Rz. 70

Zur Klärung der Frage, ob der behandelnde Arzt tatsächlich einen Fehler begangen hat, der zu einem konkreten Gesundheitsschaden geführt hat oder nicht, folgt nach Vervollständigung der Unterlagen die Sachverhaltsbewertung: Das Behandlungsgeschehen, d.h. der Tatsachenstoff, ist hinsichtlich seiner arzthaftungsrechtlichen Relevanz zu bewerten. Hierzu benötigt insbesondere der auf Aktivseite tätige Rechtsanwalt Hilfestellung.
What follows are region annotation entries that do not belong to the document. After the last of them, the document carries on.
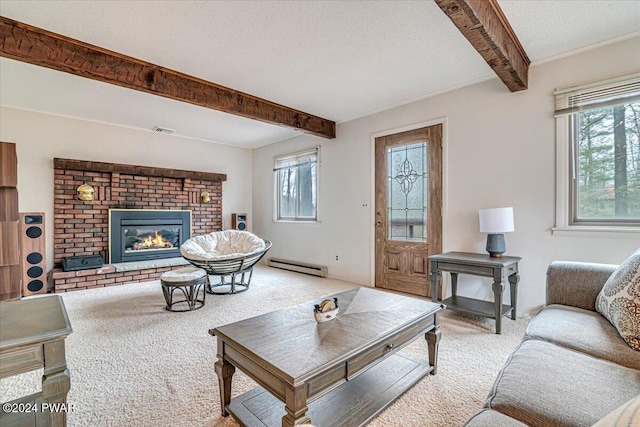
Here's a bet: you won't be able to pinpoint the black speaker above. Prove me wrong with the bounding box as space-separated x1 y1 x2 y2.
231 214 247 231
20 213 47 297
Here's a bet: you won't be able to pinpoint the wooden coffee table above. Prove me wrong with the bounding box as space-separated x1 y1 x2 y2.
209 288 442 427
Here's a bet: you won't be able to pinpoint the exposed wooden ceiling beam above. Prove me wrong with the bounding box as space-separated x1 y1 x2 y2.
434 0 531 92
0 16 336 138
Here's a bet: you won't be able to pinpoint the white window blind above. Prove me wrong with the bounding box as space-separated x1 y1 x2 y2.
273 148 318 172
554 72 640 117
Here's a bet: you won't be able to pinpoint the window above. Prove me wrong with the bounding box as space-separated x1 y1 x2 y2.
555 73 640 230
273 148 318 221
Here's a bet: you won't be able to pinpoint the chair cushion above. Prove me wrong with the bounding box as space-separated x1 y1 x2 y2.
526 304 640 369
180 230 266 261
485 339 640 427
596 249 640 351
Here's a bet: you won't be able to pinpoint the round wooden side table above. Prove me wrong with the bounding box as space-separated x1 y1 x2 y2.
160 267 209 311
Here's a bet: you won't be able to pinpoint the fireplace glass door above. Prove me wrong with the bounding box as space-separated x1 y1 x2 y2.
122 224 180 254
109 209 191 263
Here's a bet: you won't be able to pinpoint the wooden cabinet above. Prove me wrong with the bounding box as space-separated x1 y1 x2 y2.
0 295 73 427
0 142 22 301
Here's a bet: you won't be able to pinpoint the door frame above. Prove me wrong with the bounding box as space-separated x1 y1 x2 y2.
369 117 449 287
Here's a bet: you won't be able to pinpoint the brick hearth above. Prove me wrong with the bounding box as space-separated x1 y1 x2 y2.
50 159 226 292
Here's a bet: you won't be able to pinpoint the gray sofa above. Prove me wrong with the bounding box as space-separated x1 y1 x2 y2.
465 262 640 427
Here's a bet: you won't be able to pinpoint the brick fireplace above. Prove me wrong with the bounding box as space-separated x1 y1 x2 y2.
50 158 226 292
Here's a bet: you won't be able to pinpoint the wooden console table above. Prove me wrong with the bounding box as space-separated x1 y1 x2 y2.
429 252 522 334
0 295 72 427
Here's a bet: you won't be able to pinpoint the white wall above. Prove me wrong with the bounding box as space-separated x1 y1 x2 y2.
0 107 253 269
253 38 640 315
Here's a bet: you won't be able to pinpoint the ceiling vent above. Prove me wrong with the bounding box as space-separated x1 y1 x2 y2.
151 126 176 134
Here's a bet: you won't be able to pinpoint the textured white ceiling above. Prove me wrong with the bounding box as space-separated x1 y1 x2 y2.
0 0 640 148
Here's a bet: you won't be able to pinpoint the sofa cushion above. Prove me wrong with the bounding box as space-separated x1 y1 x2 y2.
485 339 640 427
592 394 640 427
463 409 527 427
526 304 640 369
596 249 640 351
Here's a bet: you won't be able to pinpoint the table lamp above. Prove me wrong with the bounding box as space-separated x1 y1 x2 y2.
478 207 514 258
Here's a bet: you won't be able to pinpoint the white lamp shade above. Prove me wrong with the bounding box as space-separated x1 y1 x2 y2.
478 207 514 233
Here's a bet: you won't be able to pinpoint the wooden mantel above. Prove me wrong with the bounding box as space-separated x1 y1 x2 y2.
53 158 227 182
0 16 336 138
435 0 531 92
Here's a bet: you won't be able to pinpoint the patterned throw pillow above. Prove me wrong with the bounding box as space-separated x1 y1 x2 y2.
596 249 640 351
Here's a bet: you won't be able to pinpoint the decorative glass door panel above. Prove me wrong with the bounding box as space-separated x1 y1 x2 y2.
375 125 442 296
387 142 428 242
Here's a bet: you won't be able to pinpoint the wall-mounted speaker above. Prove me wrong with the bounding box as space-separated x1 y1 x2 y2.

a) Medizinische Fachliteratur

 

Rz. 71

In der medizinischen Fachliteratur ist fast alles, was auf dem Behandlungstisch geschieht, geschehen kann und geschehen sollte, eingehend beschrieben. Weitere Informationen kann man aus ähnlich gelagerten, von der Rechtsprechung entschiedenen Fällen erhalten.

b) Ärztliche Beratung

 

Rz. 72

Jeder medizinisch noch so vorgebildete Rechtsanwalt bedarf der ärztlichen Beratung: Der klinische Alltag sieht häufig sehr viel differenzierter aus, als es sich der Patient und sein Rechtsanwalt als medizinische Laien vorstellen können. Der Einsatz eines medizinischen Beraters verhindert die ausschließlich lehrbuchmäßige Aufarbeitung des Sachverhalts. Nur so lässt sich in der Regel forensisch Bedeutendes von Unbedeutendem trennen. Die Entscheidung zur Durchführung des Verfahrens kann hierdurch maßgeblich bestimmt werden.

c) Inanspruchnahme wissenschaftlicher Dienststellen

 

Rz. 73

Anfragen/Nachfragen z.B.

beim Bundesinstitut für Arzneimittel und Medizinprodukte in Bonn,
bei der Arzneimittelkommission der Deutschen Ärztekammer,
ggf. bei den Kassenärztlichen Vereinigungen, wenn es um konkrete vertragsarztrechtliche Problemstellungen geht, oder
Nachfragen bei Arzneimittelherstellern

können häufig ergänzende wertvolle Informationen ergeben.

d) Privatgutachten

 

Rz. 74

Auch der mit medizinischen Kenntnissen ausgestattete Rechtsanwalt wird im Regelfall nicht ohne medizinische Stellungnahme auskommen. Ein Privatgutachten muss eingeholt werden. Auch der rechtsschutzversicherte Patient muss die Kosten eines derartigen Privatgutachtens selber tragen.[223]

[223] Zur Bedeutung von Privatgutachten: BGH v. 11.11.2014 – VI ZR 76/13, ZMGR 1/2015, 19–22.